Does someone want to start paying us adjunct faculty (who are described as those who only teach) for the career mentoring and connections we've been providing? Sure. No problem, . Let's do that.

Caracal

Quote from: polly_mer on November 11, 2020, 03:03:41 PM
Quote from: secundem_artem on November 11, 2020, 08:52:16 AM
I can understand that people who teach in many of the liberal arts cannot exactly advise on how to break into the lucrative English market

I'm pretty sure that's the situation that is frustrating students who bought into the idea that a liberal arts education is a flexible preparation for the post-college experience.  Even on these fora in the past week, the insistence has been "You can do a lot with this degree", with the unspoken part being "if you already have a good social network, spend your summers according to how that network expects, and get a little lucky on the timing of the regional/national economy".

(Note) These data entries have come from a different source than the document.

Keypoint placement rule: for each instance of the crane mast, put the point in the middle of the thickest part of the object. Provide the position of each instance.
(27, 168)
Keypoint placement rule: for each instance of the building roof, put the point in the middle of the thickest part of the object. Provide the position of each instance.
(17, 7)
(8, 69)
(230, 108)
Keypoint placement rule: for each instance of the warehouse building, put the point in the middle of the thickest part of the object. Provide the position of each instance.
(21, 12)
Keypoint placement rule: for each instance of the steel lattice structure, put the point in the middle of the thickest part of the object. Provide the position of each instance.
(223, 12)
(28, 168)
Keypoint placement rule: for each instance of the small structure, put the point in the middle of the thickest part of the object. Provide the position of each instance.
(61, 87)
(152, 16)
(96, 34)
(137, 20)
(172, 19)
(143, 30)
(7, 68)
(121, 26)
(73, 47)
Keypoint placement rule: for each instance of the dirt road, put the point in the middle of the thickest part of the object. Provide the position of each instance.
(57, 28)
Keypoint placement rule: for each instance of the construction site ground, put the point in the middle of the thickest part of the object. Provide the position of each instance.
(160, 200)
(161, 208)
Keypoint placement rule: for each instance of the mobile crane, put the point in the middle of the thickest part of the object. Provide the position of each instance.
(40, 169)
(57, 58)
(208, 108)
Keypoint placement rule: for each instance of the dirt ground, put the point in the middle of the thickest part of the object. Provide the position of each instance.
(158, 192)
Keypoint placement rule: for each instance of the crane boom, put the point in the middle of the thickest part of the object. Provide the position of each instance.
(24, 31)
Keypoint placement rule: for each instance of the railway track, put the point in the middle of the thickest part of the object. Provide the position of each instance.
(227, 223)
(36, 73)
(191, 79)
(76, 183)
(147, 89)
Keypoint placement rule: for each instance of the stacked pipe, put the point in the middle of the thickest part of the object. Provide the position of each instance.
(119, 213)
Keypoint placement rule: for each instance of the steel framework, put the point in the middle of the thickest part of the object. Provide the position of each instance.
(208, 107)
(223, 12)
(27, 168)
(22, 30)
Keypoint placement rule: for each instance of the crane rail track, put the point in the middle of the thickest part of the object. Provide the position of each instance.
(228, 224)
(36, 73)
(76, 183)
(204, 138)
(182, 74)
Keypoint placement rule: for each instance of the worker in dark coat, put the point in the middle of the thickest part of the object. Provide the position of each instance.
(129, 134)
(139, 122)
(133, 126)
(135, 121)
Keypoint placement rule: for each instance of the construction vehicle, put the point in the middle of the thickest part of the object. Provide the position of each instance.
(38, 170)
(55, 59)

In engineering, education, nursing, social work, and other fields that lead to specific job types, professors tend to do a pretty good job professionalizing their students and connecting to the industry counterparts through formal internships and coops or less formal professional networking.


Without getting into these discussions again, I'll just point out that this is a circular argument that doesn't really make much sense. Liberal arts degrees do give students skills that can prepare them for all kinds of careers. Professional degrees prepare students for particular careers. That's great for people who are looking to go into a specific career track with a clear pathway. But, most people don't have the desire or skills to do most of these things.

English majors aren't potential engineers who made bad choices. They are usually people whose skills don't translate very well to professional undergrad degrees. Most jobs actually don't have a specific pathway connected to particular fields of studies and/or licensure. As Poly points out, business degrees actually aren't really particularly useful as professional degrees anyway, so....what exactly is the point here?



mamselle

Maybe that expectations can be met at some levels, and an overall welcoming attitude expressed for kindness' sake, but that expectations for the depth and degree of help possible need to be managed as appropriate to the situation and the status/background/professional preparation of the individuals involved?

M.
Forsake the foolish, and live; and go in the way of understanding.

Reprove not a scorner, lest they hate thee: rebuke the wise, and they will love thee.

Give instruction to the wise, and they will be yet wiser: teach the just, and they will increase in learning.